Антология Сатиры и Юмора России XX века. Том 15. Лев Новоженов - Алексеев
Шрифт:
Интервал:
Закладка:
— Прелесть, прелесть! — захлопала в ладоши моя жена.
А я подумал, что продавец все-таки оказался прав, предвещая, что жена будет довольна.
«Ласточка» набрала высоту и присоединилась к журавлиной стае. А мы еще долго махали вслед нашему пылесосу, пока он окончательно не исчез из виду.
Поездка в лес
— Когда же мы в лес? — спросила она.
— В следующее воскресенье, — ответил он.
— Ты все обещаешь и не выполняешь. И в прошлое воскресенье обещал, и в позапрошлое, и позапозапрошлое. В нашем классе уже все побывали в лесу кроме меня.
— Честное отцовское, больше откладывать не будем.

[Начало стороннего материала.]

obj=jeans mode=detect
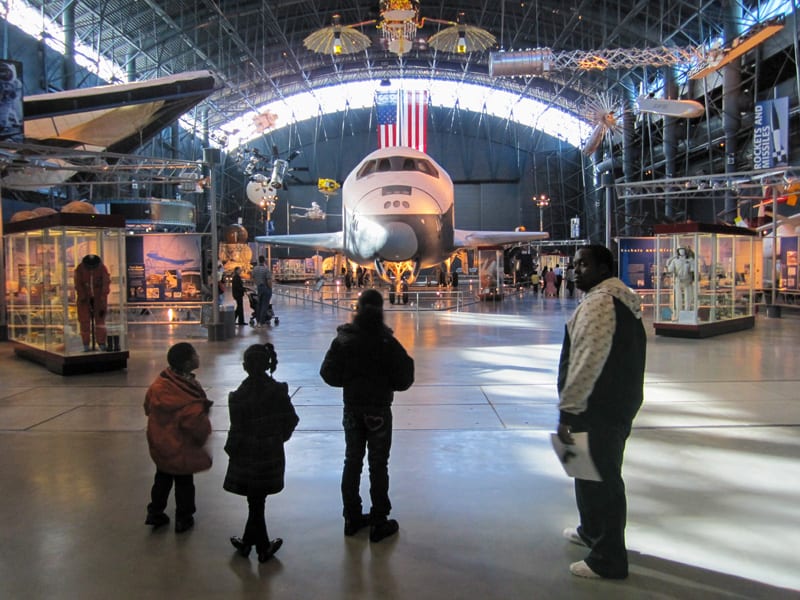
[258,283,272,325]
[342,407,392,521]
[575,425,630,578]
[147,470,196,519]
[242,494,269,552]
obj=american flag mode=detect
[375,92,400,148]
[400,91,428,152]
[375,91,428,152]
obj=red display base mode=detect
[653,316,756,338]
[12,342,130,375]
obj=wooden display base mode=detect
[653,316,756,338]
[12,342,130,375]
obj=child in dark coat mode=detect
[223,343,299,562]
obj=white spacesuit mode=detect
[667,248,695,317]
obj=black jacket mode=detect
[231,275,244,300]
[319,319,414,409]
[223,374,299,496]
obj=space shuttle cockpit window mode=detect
[356,160,377,179]
[416,159,439,179]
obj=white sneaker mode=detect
[569,560,602,579]
[561,527,586,546]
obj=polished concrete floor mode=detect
[0,288,800,600]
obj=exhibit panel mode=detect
[653,223,758,338]
[4,213,128,375]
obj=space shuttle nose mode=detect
[379,221,418,261]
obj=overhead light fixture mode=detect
[456,31,467,54]
[428,12,497,54]
[303,0,497,56]
[303,15,372,55]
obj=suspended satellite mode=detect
[581,94,620,156]
[317,179,342,196]
[245,173,278,212]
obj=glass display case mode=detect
[4,213,128,375]
[653,223,760,338]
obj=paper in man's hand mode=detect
[550,432,602,481]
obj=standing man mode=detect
[231,267,245,325]
[558,245,647,579]
[319,289,414,542]
[251,256,272,325]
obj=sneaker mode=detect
[144,513,169,529]
[369,519,400,542]
[344,515,370,537]
[175,517,194,533]
[258,538,283,563]
[569,560,602,579]
[562,527,587,546]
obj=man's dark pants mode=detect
[342,408,392,521]
[575,423,630,578]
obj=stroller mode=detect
[247,289,280,327]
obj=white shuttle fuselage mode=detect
[342,147,454,272]
[256,146,548,282]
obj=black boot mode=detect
[369,519,400,542]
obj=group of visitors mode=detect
[531,262,575,298]
[144,245,646,578]
[144,289,414,562]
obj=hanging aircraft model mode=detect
[289,202,328,221]
[0,71,220,191]
[256,146,548,283]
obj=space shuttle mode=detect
[0,71,221,191]
[255,146,548,283]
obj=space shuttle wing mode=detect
[24,71,222,154]
[256,231,344,252]
[453,229,550,248]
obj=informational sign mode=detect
[0,60,25,143]
[753,98,789,169]
[619,237,671,290]
[125,234,202,302]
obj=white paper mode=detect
[550,432,603,481]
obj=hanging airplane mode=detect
[0,71,220,191]
[636,95,706,119]
[289,202,328,221]
[255,146,548,283]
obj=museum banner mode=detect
[753,98,789,169]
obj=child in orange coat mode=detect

И они поехали. Сели на электричку и поехали. Они ехали часа два, а потом пересели на автобус и псе ехали, ехали. Автобус помаленьку пустел, и когда водитель объявил: «Лес, конечная остановка» — в автобусе никого не осталось, только они двое да пожилая пара супругов.
— Один детский, один взрослый, — сказал он кассирше у входа в лес и протянул деньги.
Кассирша, она же выполняла обязанности контролера, протянула надорванный билет.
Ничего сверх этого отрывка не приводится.